Ligado à bancada da educação, o deputado Bacelar (Podemos-BA) afirma que o momento é inoportuno para se apresentar um projeto como esse. De acordo com ele, as comissões da Câmara dos Deputados não estão em funcionamento regular e as sessões virtuais só ocorrem para tratar de temas urgentes relacionados à pandemia da Covid-19. “O MEC deveria estar formando um grande comitê nacional, com repercussão nos estados e município, para tratar do retorno às aulas. O ano será perdido ou não? Vai ter avaliação ou não vai? O MEC continua omisso enquanto mais de 5 mil secretários estão tentando lidar com a situação”, destaca Bacelar.

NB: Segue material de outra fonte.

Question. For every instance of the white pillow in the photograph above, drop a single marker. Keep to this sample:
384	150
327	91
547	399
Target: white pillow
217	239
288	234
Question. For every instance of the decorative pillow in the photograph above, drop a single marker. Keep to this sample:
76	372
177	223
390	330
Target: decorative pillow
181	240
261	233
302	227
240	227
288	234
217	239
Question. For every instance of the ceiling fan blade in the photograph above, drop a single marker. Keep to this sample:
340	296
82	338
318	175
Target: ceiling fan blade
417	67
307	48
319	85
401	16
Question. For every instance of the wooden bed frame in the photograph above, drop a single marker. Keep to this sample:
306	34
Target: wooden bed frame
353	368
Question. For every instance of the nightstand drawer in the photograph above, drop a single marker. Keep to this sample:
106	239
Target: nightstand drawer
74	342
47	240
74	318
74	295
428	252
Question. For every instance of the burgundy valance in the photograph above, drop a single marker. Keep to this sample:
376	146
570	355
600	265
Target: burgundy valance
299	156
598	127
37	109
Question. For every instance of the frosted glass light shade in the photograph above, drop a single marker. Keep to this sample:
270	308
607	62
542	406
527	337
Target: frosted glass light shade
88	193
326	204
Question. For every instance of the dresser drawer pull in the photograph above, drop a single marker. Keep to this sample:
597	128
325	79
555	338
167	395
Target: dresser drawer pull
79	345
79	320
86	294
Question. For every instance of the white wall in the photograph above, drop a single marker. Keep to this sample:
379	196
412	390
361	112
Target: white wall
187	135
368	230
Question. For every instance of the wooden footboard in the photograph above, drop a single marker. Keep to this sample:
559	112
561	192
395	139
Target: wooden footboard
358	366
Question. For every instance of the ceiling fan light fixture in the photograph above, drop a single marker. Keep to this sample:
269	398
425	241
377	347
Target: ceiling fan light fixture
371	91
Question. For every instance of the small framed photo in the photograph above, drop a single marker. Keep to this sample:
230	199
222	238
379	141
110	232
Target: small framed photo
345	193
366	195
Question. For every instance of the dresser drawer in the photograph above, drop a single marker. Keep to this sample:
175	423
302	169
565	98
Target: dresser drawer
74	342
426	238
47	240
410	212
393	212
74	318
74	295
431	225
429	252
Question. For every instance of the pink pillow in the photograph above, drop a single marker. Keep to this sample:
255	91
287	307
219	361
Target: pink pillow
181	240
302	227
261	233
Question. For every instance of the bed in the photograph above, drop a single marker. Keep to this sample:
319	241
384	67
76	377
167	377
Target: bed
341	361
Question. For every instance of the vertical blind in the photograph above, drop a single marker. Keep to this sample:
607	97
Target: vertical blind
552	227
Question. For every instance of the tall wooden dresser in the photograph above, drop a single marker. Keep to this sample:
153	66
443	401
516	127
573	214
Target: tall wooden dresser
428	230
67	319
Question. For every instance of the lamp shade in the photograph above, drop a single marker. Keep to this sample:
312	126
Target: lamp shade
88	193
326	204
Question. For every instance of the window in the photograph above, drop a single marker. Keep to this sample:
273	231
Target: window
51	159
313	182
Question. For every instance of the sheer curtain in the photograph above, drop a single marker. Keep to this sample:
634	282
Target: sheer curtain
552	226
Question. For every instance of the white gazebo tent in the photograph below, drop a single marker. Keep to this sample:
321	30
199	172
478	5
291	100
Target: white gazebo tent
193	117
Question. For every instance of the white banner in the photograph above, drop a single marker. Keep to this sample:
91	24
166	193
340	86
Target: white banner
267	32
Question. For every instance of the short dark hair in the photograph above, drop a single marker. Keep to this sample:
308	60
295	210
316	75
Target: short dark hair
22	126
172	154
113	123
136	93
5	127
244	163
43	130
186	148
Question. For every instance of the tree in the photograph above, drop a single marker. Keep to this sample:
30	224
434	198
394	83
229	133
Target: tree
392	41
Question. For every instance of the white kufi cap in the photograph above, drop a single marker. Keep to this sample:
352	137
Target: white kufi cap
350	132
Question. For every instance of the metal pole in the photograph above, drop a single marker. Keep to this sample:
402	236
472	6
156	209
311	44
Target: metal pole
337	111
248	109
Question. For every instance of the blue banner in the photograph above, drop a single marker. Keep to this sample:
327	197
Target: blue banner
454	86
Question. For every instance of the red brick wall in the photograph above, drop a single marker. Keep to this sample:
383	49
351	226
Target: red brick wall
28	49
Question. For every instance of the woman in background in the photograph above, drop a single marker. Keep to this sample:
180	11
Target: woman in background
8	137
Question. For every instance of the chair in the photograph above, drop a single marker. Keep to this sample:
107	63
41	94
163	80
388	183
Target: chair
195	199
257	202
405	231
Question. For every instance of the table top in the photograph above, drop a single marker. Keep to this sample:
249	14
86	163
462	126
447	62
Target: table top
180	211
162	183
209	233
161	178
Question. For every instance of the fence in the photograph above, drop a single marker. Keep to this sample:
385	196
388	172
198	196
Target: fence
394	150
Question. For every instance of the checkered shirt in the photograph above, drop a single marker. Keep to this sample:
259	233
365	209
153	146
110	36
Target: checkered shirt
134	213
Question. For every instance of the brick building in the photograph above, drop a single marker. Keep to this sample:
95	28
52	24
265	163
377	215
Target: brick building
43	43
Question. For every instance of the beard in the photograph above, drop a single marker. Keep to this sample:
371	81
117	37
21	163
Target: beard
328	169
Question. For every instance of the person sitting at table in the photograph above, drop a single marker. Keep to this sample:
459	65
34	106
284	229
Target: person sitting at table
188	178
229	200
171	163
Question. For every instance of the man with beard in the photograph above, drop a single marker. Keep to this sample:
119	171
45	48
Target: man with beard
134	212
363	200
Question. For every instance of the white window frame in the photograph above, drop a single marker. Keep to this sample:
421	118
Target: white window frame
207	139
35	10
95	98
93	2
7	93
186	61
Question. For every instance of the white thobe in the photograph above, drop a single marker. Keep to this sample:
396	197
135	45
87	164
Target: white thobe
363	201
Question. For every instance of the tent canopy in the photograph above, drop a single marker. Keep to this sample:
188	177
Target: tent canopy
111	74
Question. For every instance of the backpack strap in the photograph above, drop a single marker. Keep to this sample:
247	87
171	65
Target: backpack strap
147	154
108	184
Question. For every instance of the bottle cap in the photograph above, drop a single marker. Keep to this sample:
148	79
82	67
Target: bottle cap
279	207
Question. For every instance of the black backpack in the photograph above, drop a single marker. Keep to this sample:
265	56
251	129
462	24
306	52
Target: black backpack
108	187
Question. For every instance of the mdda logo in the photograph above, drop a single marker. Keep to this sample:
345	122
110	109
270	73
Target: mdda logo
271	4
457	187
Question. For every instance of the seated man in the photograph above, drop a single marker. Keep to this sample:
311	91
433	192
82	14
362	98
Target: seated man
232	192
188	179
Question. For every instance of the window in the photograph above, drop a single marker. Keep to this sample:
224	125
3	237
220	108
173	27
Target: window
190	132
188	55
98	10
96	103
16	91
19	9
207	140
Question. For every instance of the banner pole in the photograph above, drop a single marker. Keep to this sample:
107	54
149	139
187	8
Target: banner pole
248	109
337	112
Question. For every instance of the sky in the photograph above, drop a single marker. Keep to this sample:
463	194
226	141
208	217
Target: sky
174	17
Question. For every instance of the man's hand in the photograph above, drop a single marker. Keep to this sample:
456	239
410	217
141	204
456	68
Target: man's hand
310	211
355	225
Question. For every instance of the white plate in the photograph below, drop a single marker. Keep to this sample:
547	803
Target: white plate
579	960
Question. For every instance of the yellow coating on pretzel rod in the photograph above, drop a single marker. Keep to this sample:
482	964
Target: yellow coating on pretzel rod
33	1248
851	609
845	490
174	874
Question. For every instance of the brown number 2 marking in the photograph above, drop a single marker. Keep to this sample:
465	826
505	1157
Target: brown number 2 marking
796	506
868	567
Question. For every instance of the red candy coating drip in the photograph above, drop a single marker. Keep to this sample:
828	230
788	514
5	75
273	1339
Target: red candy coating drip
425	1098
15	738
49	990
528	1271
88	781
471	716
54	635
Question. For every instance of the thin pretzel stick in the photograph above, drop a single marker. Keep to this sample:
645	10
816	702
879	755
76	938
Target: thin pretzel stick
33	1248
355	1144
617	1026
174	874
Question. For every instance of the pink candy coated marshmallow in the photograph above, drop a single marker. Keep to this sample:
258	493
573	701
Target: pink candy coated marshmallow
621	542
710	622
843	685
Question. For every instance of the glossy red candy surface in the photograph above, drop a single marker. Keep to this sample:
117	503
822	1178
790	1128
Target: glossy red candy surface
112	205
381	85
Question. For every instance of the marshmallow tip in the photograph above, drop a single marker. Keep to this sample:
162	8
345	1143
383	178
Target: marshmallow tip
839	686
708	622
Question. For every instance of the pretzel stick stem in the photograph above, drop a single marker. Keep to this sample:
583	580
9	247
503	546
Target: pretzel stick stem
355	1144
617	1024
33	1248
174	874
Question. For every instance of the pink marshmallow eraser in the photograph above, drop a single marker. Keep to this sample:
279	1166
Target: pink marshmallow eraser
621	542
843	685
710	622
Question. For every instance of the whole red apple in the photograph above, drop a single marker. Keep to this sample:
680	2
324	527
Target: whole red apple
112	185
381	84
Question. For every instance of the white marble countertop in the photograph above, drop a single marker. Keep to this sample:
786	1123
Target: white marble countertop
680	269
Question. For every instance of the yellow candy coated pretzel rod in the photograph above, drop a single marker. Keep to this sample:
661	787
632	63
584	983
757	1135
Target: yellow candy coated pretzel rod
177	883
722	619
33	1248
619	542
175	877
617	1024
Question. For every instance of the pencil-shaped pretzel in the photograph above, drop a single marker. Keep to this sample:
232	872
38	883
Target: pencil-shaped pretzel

Ele afirma, no entanto, que há avanços na redação atual do Future-se em relação a versões anteriores. Primeiro por ter sido enviado como projeto de lei e não medida provisória, que já tem força de lei desde a publicação. Em segundo lugar, de acordo com Bacelar, por ter retirado previsão de cobrança de serviços prestados por hospitais universitários.
Bacelar questiona, no entanto, a previsão de que o sistema de governança do programa e a composição e funcionamento do comitê gestor, que vai acompanhar a execução do Future-se, será definido por ato do Poder Executivo federal, conforme prevê o texto do projeto de lei. “Somos contra essa definição posterior a respeito de temas tão importantes, como a governança do programa. São itens que precisam estar claros e já colocados.”
O deputado Idilvan Alencar (PDT-CE) afirma que o MEC tem que reaver credibilidade como instituição e aponta a demissão do ministro Abraham Weintraub, que mantém relações conturbadas com o Parlamento, como condição para que a pasta volte a ter interlocução com a Câmara para encaminhar propostas. “Antes de mais nada, o MEC precisa retomar sua credibilidade para debater educação. Isso envolve demitir o atual ministro e ter uma agenda para a educação, da creche à pós-graduação”, afirma.